Because this is a center program, post-award overhead is operationally heavier than in small project grants. Teams need governance continuity, clear reporting channels, and an internal monitoring process for pilot awards and community engagement outputs.
Why this matters for your planning decisions now
If your institution currently has isolated labs but lacks center-level cohesion, this NOFO can help you identify whether to pursue a first-time center strategy now or invest first in smaller mechanisms that build toward the center threshold. If the required base already exists, this can be one of the most leverage-heavy submissions because it amplifies multiple projects through shared infrastructure and a long runway.
A strategic upside is that the P30 mechanism lets institutions align environmental health mission goals with translational and workforce goals at one scale. A downside is that proposal complexity and compliance burden are high.
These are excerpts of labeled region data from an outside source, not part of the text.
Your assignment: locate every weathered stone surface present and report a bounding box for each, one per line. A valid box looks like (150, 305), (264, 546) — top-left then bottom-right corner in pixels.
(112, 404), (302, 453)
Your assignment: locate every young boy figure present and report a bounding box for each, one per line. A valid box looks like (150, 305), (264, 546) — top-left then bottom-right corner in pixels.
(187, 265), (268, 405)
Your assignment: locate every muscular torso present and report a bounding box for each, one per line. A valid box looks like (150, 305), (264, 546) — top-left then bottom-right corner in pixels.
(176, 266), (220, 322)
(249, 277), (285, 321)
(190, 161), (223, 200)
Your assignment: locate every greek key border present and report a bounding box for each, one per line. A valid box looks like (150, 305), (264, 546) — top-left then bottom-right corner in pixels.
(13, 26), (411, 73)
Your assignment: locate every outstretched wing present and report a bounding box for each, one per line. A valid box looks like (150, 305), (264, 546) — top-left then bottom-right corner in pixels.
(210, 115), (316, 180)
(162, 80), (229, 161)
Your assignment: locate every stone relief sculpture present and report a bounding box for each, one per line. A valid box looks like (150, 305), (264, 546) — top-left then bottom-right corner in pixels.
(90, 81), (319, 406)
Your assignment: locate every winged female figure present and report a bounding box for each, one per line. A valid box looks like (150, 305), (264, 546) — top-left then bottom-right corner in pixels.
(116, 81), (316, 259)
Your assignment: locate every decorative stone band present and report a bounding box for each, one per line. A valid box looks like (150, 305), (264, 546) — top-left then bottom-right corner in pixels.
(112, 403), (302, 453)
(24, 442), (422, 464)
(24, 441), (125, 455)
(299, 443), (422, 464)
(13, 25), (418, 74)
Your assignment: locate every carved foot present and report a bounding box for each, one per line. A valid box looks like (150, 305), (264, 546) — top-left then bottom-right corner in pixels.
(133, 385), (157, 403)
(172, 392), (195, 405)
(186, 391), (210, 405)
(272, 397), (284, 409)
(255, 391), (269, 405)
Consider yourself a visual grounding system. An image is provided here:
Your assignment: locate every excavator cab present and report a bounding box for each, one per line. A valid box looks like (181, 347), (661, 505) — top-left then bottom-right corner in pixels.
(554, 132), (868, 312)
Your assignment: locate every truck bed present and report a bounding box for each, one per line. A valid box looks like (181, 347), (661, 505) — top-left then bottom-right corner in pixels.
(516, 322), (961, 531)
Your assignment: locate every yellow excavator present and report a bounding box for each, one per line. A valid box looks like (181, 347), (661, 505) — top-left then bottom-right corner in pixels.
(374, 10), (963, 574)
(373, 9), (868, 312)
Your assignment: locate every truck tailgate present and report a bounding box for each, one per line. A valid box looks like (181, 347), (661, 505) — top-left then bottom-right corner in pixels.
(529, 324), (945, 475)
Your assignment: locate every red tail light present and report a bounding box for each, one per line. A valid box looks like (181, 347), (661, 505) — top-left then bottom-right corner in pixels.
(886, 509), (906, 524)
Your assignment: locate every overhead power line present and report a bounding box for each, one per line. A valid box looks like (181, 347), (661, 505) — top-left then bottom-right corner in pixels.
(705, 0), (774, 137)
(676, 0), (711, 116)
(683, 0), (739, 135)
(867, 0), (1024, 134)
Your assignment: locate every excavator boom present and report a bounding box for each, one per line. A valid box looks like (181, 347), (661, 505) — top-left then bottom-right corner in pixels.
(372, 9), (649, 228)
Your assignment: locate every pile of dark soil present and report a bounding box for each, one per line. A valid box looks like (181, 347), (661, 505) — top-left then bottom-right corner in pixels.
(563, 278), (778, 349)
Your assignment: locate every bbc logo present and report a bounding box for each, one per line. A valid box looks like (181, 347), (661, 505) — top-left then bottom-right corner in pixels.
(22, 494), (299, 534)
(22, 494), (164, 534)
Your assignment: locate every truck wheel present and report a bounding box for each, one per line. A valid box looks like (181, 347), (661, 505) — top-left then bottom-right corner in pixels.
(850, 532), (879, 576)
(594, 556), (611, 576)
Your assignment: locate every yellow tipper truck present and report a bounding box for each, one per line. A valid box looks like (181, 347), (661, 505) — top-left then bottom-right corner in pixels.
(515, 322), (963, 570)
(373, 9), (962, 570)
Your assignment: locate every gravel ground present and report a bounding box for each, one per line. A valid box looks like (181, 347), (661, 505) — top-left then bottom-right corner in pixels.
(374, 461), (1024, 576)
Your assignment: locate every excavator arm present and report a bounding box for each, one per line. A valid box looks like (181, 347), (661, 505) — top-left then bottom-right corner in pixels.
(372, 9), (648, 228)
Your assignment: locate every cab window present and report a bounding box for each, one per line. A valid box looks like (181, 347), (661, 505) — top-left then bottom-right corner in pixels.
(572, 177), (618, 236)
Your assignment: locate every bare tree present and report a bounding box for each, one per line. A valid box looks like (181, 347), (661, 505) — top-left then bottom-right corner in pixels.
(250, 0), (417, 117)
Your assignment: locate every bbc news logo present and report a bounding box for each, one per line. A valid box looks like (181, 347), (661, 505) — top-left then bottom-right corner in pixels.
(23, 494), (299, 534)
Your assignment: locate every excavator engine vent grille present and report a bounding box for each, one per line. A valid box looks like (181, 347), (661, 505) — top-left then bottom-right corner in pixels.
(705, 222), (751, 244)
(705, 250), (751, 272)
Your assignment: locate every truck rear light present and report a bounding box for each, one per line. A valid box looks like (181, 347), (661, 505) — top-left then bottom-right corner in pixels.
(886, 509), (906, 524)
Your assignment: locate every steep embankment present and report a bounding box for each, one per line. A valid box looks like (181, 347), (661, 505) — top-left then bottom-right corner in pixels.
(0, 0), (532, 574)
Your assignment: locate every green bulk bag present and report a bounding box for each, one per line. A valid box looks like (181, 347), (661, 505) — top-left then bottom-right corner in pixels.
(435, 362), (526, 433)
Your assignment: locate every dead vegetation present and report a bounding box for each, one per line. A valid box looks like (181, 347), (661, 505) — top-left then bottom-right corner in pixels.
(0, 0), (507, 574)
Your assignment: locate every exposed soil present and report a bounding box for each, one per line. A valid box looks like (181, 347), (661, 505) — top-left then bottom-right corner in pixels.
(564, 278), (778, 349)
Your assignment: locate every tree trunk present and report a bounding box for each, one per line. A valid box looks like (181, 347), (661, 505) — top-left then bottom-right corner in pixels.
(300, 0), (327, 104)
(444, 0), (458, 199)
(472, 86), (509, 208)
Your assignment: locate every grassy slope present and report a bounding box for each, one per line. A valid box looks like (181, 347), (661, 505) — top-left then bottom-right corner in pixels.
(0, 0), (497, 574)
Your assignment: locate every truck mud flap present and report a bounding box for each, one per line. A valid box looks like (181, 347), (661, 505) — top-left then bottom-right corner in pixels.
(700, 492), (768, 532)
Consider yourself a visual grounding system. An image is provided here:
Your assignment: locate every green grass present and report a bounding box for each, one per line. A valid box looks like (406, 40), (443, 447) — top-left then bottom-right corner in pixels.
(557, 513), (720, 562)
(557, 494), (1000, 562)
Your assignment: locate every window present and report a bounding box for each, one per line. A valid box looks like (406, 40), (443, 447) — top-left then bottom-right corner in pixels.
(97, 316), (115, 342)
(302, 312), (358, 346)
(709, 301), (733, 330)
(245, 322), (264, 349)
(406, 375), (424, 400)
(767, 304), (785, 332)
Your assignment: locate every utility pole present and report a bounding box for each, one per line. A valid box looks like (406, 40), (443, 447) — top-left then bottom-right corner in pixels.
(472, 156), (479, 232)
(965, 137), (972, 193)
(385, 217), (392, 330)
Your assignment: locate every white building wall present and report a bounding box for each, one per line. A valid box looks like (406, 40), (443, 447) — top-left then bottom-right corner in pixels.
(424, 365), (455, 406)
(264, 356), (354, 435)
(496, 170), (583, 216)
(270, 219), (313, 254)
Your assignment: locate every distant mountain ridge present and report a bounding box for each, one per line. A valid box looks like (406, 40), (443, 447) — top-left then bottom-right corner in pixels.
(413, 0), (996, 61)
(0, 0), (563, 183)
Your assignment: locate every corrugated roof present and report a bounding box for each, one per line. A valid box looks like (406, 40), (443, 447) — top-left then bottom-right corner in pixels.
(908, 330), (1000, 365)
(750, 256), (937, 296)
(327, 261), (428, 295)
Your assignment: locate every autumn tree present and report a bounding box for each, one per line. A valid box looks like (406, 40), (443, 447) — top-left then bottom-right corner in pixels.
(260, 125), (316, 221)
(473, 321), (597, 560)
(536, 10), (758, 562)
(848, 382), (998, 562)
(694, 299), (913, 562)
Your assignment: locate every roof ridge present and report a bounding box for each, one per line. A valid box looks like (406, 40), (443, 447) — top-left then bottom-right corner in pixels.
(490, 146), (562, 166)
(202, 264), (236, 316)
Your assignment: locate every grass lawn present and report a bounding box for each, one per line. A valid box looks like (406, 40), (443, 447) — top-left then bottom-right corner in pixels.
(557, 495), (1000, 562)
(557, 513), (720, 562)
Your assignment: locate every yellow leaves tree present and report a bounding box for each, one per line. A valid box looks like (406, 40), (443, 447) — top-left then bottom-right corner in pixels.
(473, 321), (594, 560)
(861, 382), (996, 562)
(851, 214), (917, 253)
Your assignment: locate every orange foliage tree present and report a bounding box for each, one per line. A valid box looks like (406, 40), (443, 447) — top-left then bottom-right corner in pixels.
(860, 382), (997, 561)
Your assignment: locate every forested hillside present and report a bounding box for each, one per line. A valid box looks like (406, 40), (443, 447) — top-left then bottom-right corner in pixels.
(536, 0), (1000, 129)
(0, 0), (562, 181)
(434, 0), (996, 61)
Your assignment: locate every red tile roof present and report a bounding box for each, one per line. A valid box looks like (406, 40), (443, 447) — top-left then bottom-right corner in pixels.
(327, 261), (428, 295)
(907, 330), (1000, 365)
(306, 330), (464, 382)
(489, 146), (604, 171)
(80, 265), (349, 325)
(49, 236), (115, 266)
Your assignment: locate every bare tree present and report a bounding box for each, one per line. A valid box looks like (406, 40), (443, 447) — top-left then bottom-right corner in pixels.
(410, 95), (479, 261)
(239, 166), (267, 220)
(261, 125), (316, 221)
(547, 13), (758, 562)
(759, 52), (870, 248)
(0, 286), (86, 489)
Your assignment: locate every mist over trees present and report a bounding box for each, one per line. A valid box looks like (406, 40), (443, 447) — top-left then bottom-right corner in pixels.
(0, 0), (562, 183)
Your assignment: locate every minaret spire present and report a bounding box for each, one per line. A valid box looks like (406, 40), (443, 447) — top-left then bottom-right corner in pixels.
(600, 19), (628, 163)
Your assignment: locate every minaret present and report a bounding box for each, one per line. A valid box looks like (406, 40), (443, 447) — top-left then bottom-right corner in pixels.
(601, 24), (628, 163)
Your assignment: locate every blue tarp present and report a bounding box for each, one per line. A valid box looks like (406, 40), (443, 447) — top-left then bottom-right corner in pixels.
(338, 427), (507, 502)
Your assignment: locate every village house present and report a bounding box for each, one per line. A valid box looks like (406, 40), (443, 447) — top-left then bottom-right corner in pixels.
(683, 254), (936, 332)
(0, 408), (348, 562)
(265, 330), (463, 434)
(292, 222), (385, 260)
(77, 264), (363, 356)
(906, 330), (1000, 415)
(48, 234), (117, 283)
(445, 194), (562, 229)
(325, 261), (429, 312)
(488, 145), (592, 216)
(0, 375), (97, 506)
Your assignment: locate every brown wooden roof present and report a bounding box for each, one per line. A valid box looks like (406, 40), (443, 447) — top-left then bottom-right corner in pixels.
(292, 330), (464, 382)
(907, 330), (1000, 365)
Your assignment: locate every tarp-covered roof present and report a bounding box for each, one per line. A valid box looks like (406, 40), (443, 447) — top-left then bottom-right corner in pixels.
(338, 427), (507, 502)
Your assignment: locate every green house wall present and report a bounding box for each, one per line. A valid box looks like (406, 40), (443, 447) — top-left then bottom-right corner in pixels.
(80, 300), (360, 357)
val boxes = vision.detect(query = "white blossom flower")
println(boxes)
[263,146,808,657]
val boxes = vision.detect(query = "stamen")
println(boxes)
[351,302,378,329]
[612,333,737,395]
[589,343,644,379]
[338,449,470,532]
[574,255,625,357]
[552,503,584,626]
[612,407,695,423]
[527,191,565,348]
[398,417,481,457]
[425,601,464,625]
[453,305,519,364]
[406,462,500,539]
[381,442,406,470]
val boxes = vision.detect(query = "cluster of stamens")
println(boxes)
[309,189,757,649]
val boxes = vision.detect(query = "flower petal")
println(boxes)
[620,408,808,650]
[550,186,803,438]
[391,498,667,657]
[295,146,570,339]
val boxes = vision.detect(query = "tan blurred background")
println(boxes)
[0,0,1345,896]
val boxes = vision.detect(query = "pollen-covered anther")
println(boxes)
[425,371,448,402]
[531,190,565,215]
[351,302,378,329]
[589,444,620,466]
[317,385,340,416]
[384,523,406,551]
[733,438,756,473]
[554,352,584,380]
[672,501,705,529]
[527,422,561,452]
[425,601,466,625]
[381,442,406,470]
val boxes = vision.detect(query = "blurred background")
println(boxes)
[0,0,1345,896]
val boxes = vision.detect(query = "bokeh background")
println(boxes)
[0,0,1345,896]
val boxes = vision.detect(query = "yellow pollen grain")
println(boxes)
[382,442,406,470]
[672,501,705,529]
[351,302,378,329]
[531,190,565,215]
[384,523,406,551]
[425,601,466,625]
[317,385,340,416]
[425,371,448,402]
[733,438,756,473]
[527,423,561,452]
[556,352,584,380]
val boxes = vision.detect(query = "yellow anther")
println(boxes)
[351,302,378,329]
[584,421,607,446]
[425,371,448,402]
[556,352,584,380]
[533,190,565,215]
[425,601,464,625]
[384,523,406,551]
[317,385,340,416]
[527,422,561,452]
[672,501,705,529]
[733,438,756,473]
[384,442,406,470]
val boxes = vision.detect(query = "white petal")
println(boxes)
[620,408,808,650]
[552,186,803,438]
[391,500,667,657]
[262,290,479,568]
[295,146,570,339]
You are effectively proposing how your institution will run itself as a coordinated research platform.
Use this checklist before writing the full draft:
- Are the membership base and budget threshold fully documented?
- Is the leadership team complete and operationally credible?
- Do core structures (administrative, translational, facilities, community engagement) each have concrete plans?
- Is there a measurable pilot portfolio that strengthens members without diluting theme coherence?
- Are registration and compliance tracks already complete?
- Can the institution respond confidently to post-submission technical warnings and corrections?
If more than two of these are uncertain, you should delay until you can resolve them before the next cycle, not force an underprepared submission.
Official links and direct resources
- Official NOFO (primary source):
https://grants.nih.gov/grants/guide/rfa-files/RFA-ES-25-002.html - NIH application guidance hub (official submission instructions):
https://grants.nih.gov/grants/how-to-apply-application-guide - NIEHS strategic context (program fit):
http://www.niehs.nih.gov/about/strategicplan/ - eRA service support:
https://www.era.nih.gov/need-help - Grants.gov (submission portal):
https://www.grants.gov
For the most practical next step, read Section III (eligibility) and Section IV (submission) in detail and align your institution profile against every explicit requirement before drafting.